"Arkan?" tanyaku dengan spontan, karena merasa mereka begitu mirip.
"Bukan," jawab Om Rudy dengan datar.
"Vanessa kira Arkan itu anak Om, soalnya mirip."
"Yang tadi?" tanya Om Rudy dengan kening berkerut. Mungkin mencoba untuk mengingat garis wajahnya.
"Hu'um." Aku mengangguk.
"Mirip sih, Om saja sampai pangling. Dia mirip banget dengan Om waktu muda dulu. Tapi dia lebih stylish."
"Syukurlah kalau Arkan bukan anak Om. Soalnya dia itu usil banget. Gak kebayang entar kalau kita udah nikah, bakalan serumah dengan dia," ucapku sambil membayangkan.
Tatapan Om Rudy kosong, matanya menatap lurus jauh ke depan, menembus kaca. Entah apa yang sedang dia pikirkan, aku tidak tahu. Mobil berhenti tepat di depan toilet umum.
"Mau ganti baju?" tanya Om Rudy dengan menatapku sayu.
Aku menggeleng, "Gak bawa baju ganti."
Mobil kembali berjalan dengan kecepatan sedang. Sepertinya menuju pusat perbelanjaan, membayar janji Om Rudy yang sempat tertunda.
Mobil berhenti ketika telah sampai ke tempat tujuan. Om Rudy membuka sabuk dan berniat untuk turun. Ekspresi wajahnya terlihat lebih ceria dari sebelumnya.
"Om." Aku mencekal lengan Om Rudy.
"Ada apa?" tanya Om Rudy dengan alis terangkat.
"Aku takut ada yang mengenali dengan penampilan seperti ini," jawabku dengan ragu.
"Apa kamu malu berkencan dengan Om?"
Aku menggeleng, tidak pernah tebersit sedikitpun di dalam hati dengan apa yang Om Rudy katakan. Hanya saja, feelingku mengatakan lebih baik jangan turun.
"Ya sudah, ayo. Om akan membayar utang janji untuk belanja."
Aku mengangguk dan turun dari mobil, berjalan bergandengan dengan Om Rudy mengelilingi pusat perbelanjaan dengan empat lantai ini.
Sungguh, setiap toko yang kami kunjungi, pemilik dan pelayannya selalu mengira bahwa aku adalah anak dari Om Rudy. Namun, tak apa-apa, sungguh aku suka. Daripada mereka mencibir mengatakan bahwa aku adalah wanita murahan, seperti yang pernah Pak Angga dan Arkan katakan.
Waktu terasa berjalan begitu cepat jika Om Rudy berada di sampingku. Mengelilingi seluruh koridor dari lantai bawah hingga paling atas, tidak bisa membuatku merasa lelah sama sekali.

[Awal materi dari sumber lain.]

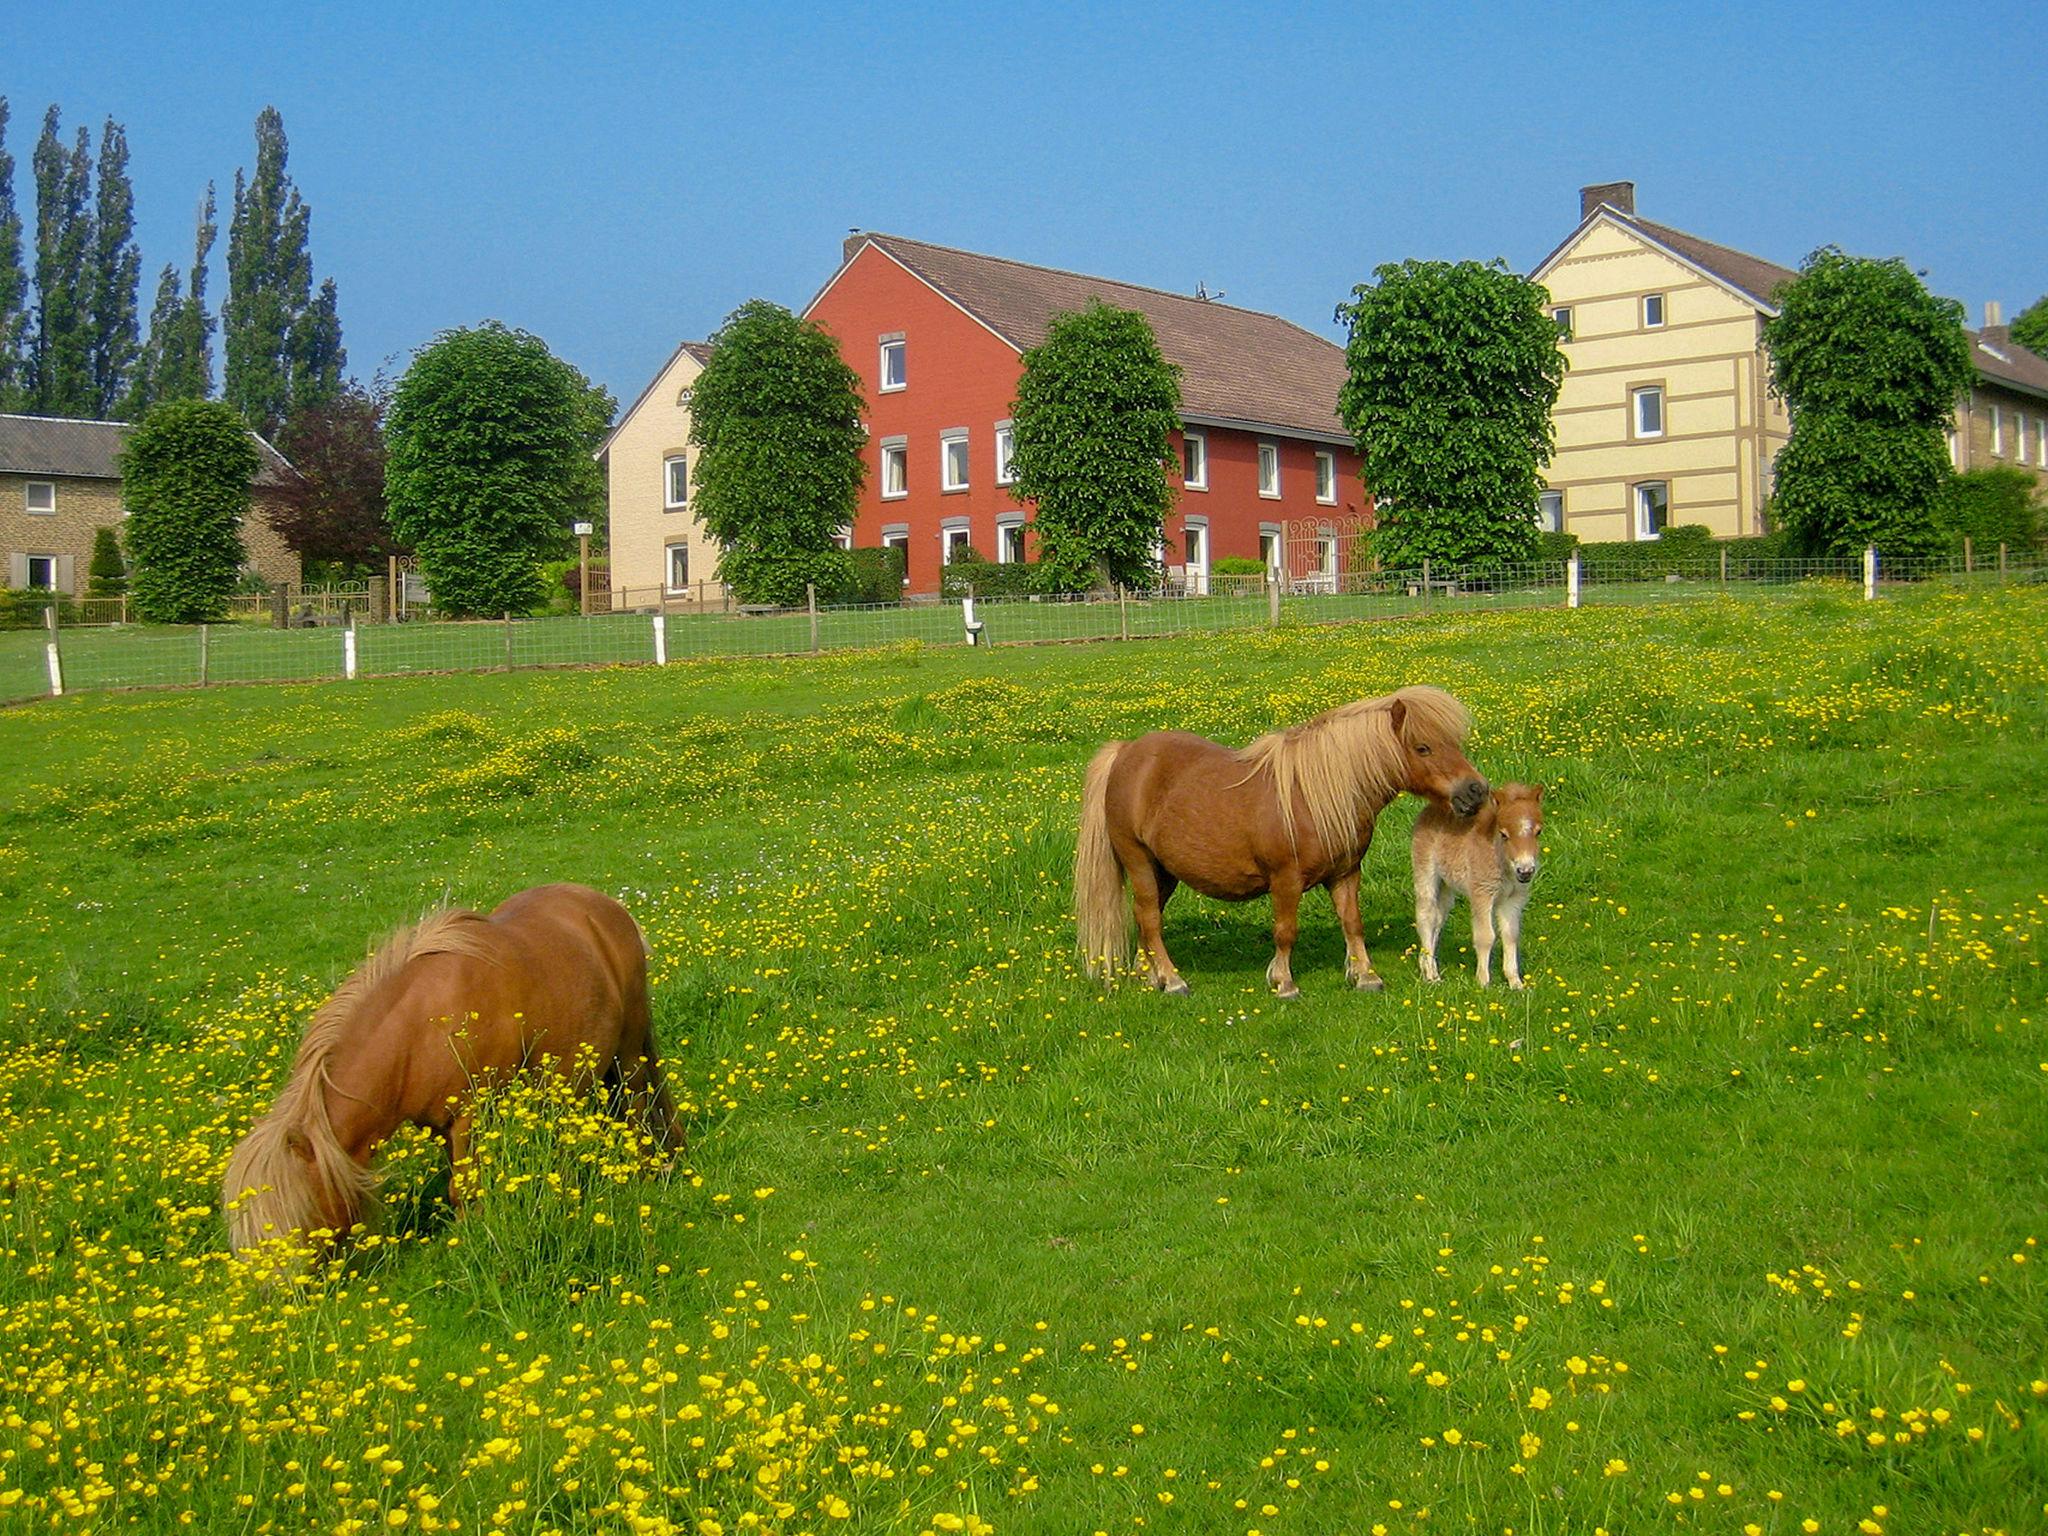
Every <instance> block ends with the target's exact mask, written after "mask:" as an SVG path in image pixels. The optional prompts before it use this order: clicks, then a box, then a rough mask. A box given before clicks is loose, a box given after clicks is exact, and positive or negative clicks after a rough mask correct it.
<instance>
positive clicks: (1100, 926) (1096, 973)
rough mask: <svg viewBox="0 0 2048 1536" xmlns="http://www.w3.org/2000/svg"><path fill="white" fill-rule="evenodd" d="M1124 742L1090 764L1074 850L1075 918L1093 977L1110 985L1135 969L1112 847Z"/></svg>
mask: <svg viewBox="0 0 2048 1536" xmlns="http://www.w3.org/2000/svg"><path fill="white" fill-rule="evenodd" d="M1122 745H1124V743H1122V741H1110V743H1108V745H1106V748H1102V752H1098V754H1096V756H1094V758H1092V760H1090V764H1087V780H1085V782H1083V784H1081V831H1079V838H1077V840H1075V846H1073V918H1075V930H1077V934H1075V936H1077V948H1079V952H1081V965H1083V967H1085V969H1087V975H1092V977H1102V979H1110V977H1114V975H1116V973H1118V971H1122V969H1124V967H1128V965H1130V909H1128V907H1126V905H1124V866H1122V864H1118V862H1116V850H1114V848H1112V846H1110V768H1114V766H1116V754H1118V752H1120V750H1122Z"/></svg>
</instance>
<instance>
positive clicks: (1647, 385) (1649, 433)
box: [1628, 385, 1669, 442]
mask: <svg viewBox="0 0 2048 1536" xmlns="http://www.w3.org/2000/svg"><path fill="white" fill-rule="evenodd" d="M1653 395H1655V397H1657V426H1655V428H1645V426H1642V401H1645V399H1649V397H1653ZM1663 406H1665V399H1663V385H1636V387H1634V389H1630V391H1628V426H1630V436H1632V438H1634V440H1636V442H1651V440H1655V438H1661V436H1663V434H1665V428H1667V426H1669V422H1667V420H1665V408H1663Z"/></svg>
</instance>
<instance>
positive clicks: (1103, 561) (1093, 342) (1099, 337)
mask: <svg viewBox="0 0 2048 1536" xmlns="http://www.w3.org/2000/svg"><path fill="white" fill-rule="evenodd" d="M1010 414H1012V418H1014V428H1012V430H1014V438H1012V455H1010V471H1012V475H1016V483H1014V485H1012V487H1010V494H1012V496H1014V498H1016V500H1018V502H1032V504H1036V510H1034V512H1032V530H1034V532H1036V537H1038V578H1040V582H1042V586H1044V588H1047V590H1057V592H1077V590H1081V588H1087V586H1096V584H1100V582H1104V580H1108V582H1118V584H1124V586H1151V584H1153V582H1157V578H1159V535H1161V526H1163V522H1165V514H1167V512H1169V510H1171V506H1174V479H1171V465H1174V430H1176V428H1178V426H1180V369H1178V367H1174V365H1171V362H1167V360H1165V354H1161V352H1159V340H1157V338H1155V336H1153V330H1151V322H1149V319H1145V315H1141V313H1139V311H1135V309H1116V307H1112V305H1106V303H1102V301H1100V299H1098V301H1090V305H1087V307H1085V309H1081V311H1079V313H1071V315H1055V317H1053V324H1051V328H1047V336H1044V340H1042V342H1040V344H1038V346H1034V348H1030V350H1028V352H1024V373H1022V375H1020V377H1018V397H1016V403H1014V406H1012V408H1010Z"/></svg>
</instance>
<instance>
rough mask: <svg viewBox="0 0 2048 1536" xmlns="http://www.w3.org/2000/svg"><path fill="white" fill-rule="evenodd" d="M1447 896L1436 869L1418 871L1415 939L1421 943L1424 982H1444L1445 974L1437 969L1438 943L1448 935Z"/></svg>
mask: <svg viewBox="0 0 2048 1536" xmlns="http://www.w3.org/2000/svg"><path fill="white" fill-rule="evenodd" d="M1446 895H1448V893H1446V891H1444V883H1442V881H1440V879H1438V877H1436V870H1417V872H1415V938H1417V940H1419V942H1421V954H1419V965H1421V979H1423V981H1442V979H1444V975H1442V971H1438V969H1436V940H1438V936H1440V934H1442V932H1444V918H1446V915H1448V913H1450V901H1448V899H1446Z"/></svg>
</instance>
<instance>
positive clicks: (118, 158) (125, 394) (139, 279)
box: [90, 117, 141, 420]
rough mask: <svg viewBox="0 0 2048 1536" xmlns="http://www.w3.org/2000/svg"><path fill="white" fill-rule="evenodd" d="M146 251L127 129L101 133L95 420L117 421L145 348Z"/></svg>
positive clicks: (91, 298) (94, 324)
mask: <svg viewBox="0 0 2048 1536" xmlns="http://www.w3.org/2000/svg"><path fill="white" fill-rule="evenodd" d="M139 281H141V252H139V250H137V248H135V188H133V186H129V176H127V129H123V127H121V125H119V123H115V121H113V119H111V117H109V119H106V127H102V129H100V174H98V190H96V201H94V211H92V279H90V346H92V416H96V418H102V420H104V418H113V416H115V414H117V412H119V410H121V403H123V401H125V399H127V395H129V373H131V371H133V367H135V354H137V352H139V350H141V344H139V338H137V328H135V303H137V285H139Z"/></svg>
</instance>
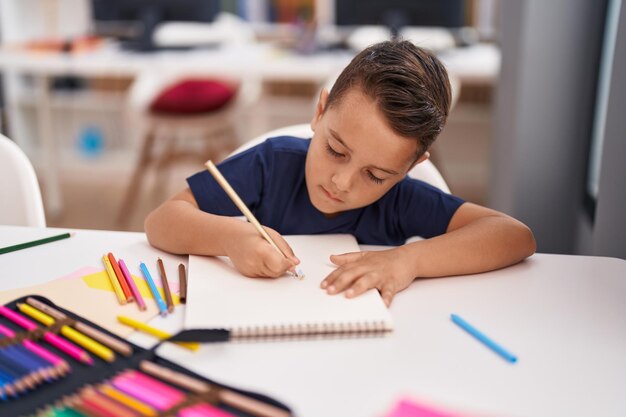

Sepanjang jalan, aku tidak ingin melepas genggaman dari tangan Om Rudy. Takut jika sampai terpisah, karena aku tidak ingin ada yang memisahkan, kecuali maut. Hingga orang yang kugenggam membawaku ke toko underware wanita.
Ini bukan Om Rudy, dia tidak pernah jahil begini. Kekasihku itu orangnya kalem dan datar, tapi aku suka. Ketika aku menoleh pada pria yang tangannya kugenggam, mataku terbelalak, jantung terasa ingin menggelinding, bukan copot lagi.
"Kutil badak! Kenapa sih gue harus ketemu lu mulu? Eneg gue ngeliat tampang lu yang minta dianiaya."
Aku berusaha untuk menarik dan melepaskan genggaman tangan. Namun, Arkan menggenggam lebih kuat."Heleh, tadi juga lu genggamnya erat beud, takut kehilangan gue ya?" Arkan cengengesan dengan mata kanannya yang berkedip.
"Lepasin, atau gue teriak penculikan!"
Arkan tertawa, menunjukkan gigi-gigi putih yang tersusun rapi. Jakunnya naik turun. Dia terlihat begitu seksi.
"Siapa juga yang mau nyulik lu, yang ada mereka takut duluan ngeliat tampang sangar lu."